Reliability-Oriented Fast Charging Strategies for Lithium-Ion Batteries and EV Chargers

Electric vehicles (EVs) offer a sustainable and eco-friendly transportation solution, reducing greenhouse gas emissions and dependence on fossil fuels. As EV adoption increases, expanding charging infrastructure and improving lithium-ion battery (LIB) technology is crucial. However, key challenges such as fast charging accessibility, extended LIB lifetime, and high EV charger reliability must be addressed. High charging currents accelerate LIB degradation mechanisms, including lithium plating, electrolyte decomposition, and increased internal resistance, leading to capacity fade. While various advanced charging strategies aim to balance charging speed and LIB lifetime, their impact on power electronics converters, particularly dual-active bridge (DAB) converters used in fast chargers, remains a critical consideration. Failures in these converters due to thermal and electrical stress can lead to costly maintenance, charger downtime, and reduced system efficiency. Optimizing battery charging profiles and ensuring the reliability of power electronics converters is essential to developing reliable and efficient charging solutions.

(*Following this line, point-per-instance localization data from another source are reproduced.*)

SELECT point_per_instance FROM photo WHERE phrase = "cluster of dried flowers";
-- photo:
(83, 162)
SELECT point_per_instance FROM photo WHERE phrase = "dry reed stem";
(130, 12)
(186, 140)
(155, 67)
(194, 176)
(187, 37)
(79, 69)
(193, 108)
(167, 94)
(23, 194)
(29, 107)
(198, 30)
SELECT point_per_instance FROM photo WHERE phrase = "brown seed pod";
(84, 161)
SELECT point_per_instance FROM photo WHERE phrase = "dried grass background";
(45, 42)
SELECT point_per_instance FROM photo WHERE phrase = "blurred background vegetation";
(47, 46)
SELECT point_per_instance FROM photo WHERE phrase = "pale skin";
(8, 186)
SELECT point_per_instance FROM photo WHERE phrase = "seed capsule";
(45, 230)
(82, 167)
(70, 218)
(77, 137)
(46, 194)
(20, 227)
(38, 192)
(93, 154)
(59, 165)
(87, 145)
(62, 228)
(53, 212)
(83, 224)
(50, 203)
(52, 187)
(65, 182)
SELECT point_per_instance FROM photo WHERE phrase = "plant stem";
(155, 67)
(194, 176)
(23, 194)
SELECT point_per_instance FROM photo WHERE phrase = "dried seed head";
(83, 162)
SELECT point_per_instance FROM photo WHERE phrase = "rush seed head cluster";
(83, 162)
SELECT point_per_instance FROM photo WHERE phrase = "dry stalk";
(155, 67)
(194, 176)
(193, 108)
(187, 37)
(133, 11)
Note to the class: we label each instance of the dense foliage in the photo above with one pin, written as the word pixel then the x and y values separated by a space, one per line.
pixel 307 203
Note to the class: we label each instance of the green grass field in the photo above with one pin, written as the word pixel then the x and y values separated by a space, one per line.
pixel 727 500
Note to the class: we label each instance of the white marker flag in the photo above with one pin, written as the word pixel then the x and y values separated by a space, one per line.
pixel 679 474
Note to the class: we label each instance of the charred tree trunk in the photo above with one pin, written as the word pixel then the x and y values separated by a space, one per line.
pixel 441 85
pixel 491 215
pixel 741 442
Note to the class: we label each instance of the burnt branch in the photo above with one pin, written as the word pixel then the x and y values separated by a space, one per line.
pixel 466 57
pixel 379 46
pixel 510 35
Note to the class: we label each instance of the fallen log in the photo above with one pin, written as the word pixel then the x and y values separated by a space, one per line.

This Ph.D. project investigates the multi-stage constant current (MSCC) charging strategies for LIB performance and lifetime and their influence on DAB converter reliability. Five-stage constant current (5SCC) charging with state-of-charge (SOC)-based stage transitions is selected among various MSCC charging strategies. Taguchi optimization is applied to determine the optimal charging currents for each stage to enhance its performance. These optimized 5SCC profiles are experimentally validated against the standard constant current-constant voltage (CCCV) charging method, demonstrating marginal improvements in LIB performance, such as a reduction in charging time. However, accelerated aging experiments are conducted to investigate its impact and thoroughly quantify LIB lifetime. On average, the optimized 5SCC profiles extended LIB cycle life by 7% to 40% compared to equivalent CCCV charging.
Beyond LIB aging, the impact of these optimized charging profiles on DAB converter reliability is examined by considering charging profiles as mission profiles. The results showed that the higher initial charging current in 5SCC profiles led to increased junction temperatures in power semiconductor switches, accelerating degradation and reducing converter lifetime. In contrast, constant current (CC) charging exhibited higher converter reliability due to lower thermal cycling stress on power components. This trade-off suggests that while 5SCC charging enhances LIB lifetime, it compromises power converter reliability due to increased thermal stress during the initial high-power charging stage.
In addition, a co-optimization framework considering the LIB and the DAB converter lifetime using weighted sum optimization is applied. The weight factors are assigned based on the cost impact of LIB packs and fast EV chargers. The results showed that CC charging outperformed 5SCC in terms of overall system reliability but required approximately 10% longer charging time. However, from a fast-charging perspective, the Tavg-based optimized 5SCC profile appeared as the most balanced solution, offering enhanced LIB lifetime, better converter reliability relative to other 5SCC profiles, and reduced charging duration.